I successi di Almeria sono infatti arrivati da tutte le specialità: dalle belle conferme nell'atletica di Elisa Rigaudo (20 km di marcia) ed Ester Balassini (lancio del martello) - quest'ultima fresca del record italiano di Bressanone con l'attrezzo scagliato a m.73,59 -, alle vittorie nel canottaggio di Simone Raineri (singolo), Dario Lari e Luca Agamennoni (due senza), Matteo Stefanini e Alessio Sartori (doppio), fino ai trionfi di Ylenia Scapin nel judo (kg.70), Stefano Maniscalco nel karate (kg.+85 ed open), Christian Galena (4x200 s.l.) e Alessandro Terrin (50 rana) nel nuoto ed infine di Francesco Bruno nel tiro a segno (pistola m10).

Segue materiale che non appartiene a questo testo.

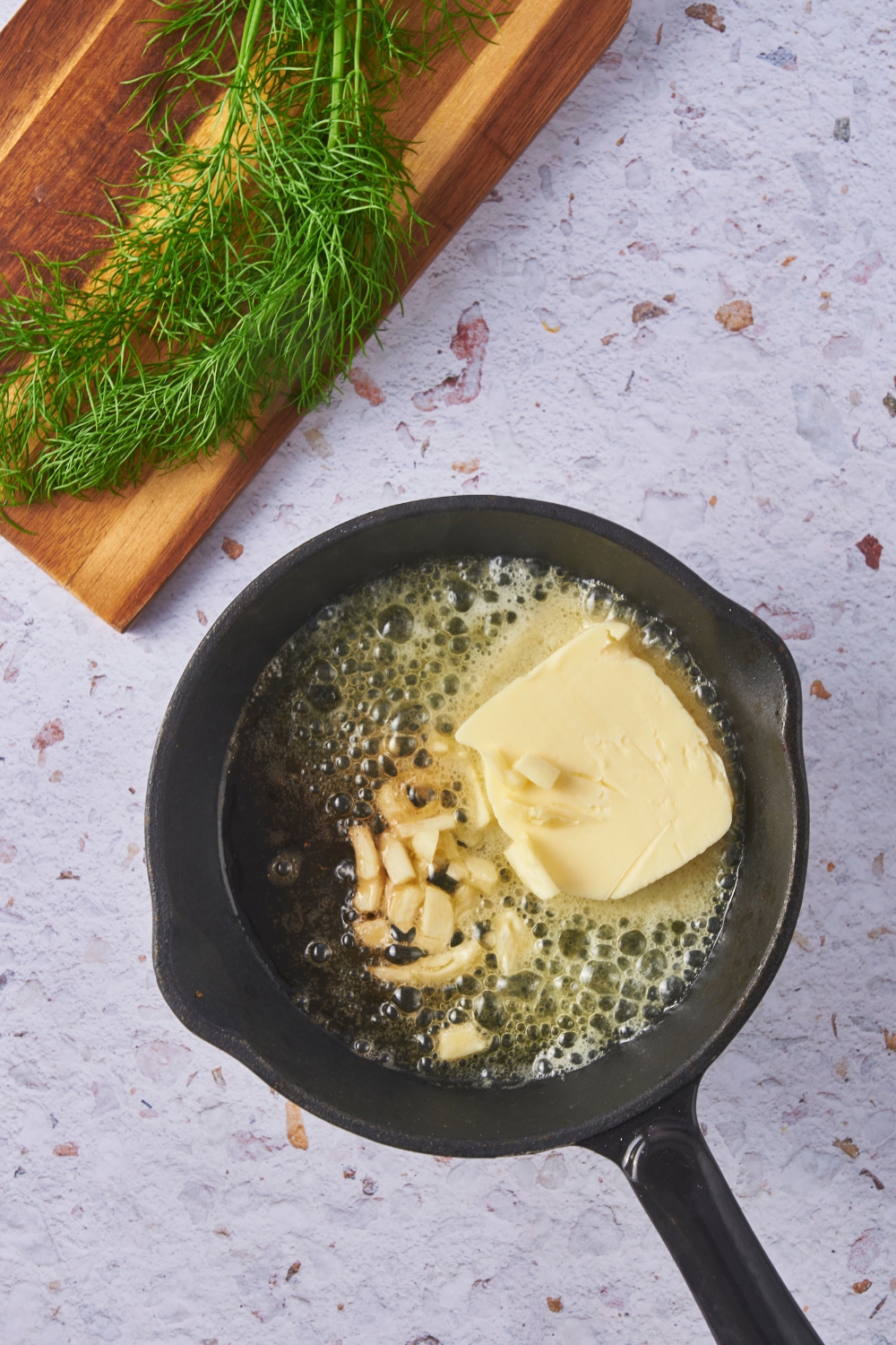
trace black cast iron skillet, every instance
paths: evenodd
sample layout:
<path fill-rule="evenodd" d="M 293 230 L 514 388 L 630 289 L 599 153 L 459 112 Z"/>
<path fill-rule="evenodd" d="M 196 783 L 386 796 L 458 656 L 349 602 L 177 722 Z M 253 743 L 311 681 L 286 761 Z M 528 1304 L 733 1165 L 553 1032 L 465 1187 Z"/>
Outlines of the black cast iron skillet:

Insomma per le Fiamme Gialle si tratta di un contributo determinante (oltre il 20%!) alle 153 medaglie conquistate dall'Italia nella manifestazione riservata ai Paesi che si affacciano sul Mediterraneo, e la conferma di una posizione di assoluto prestigio nell'ambito dei Gruppi Sportivi Militari (le 33 medaglie dei nostri Finanzieri rappresentano ben il 43% delle 76 conquistate complessivamente da tutti gli atleti militari presenti).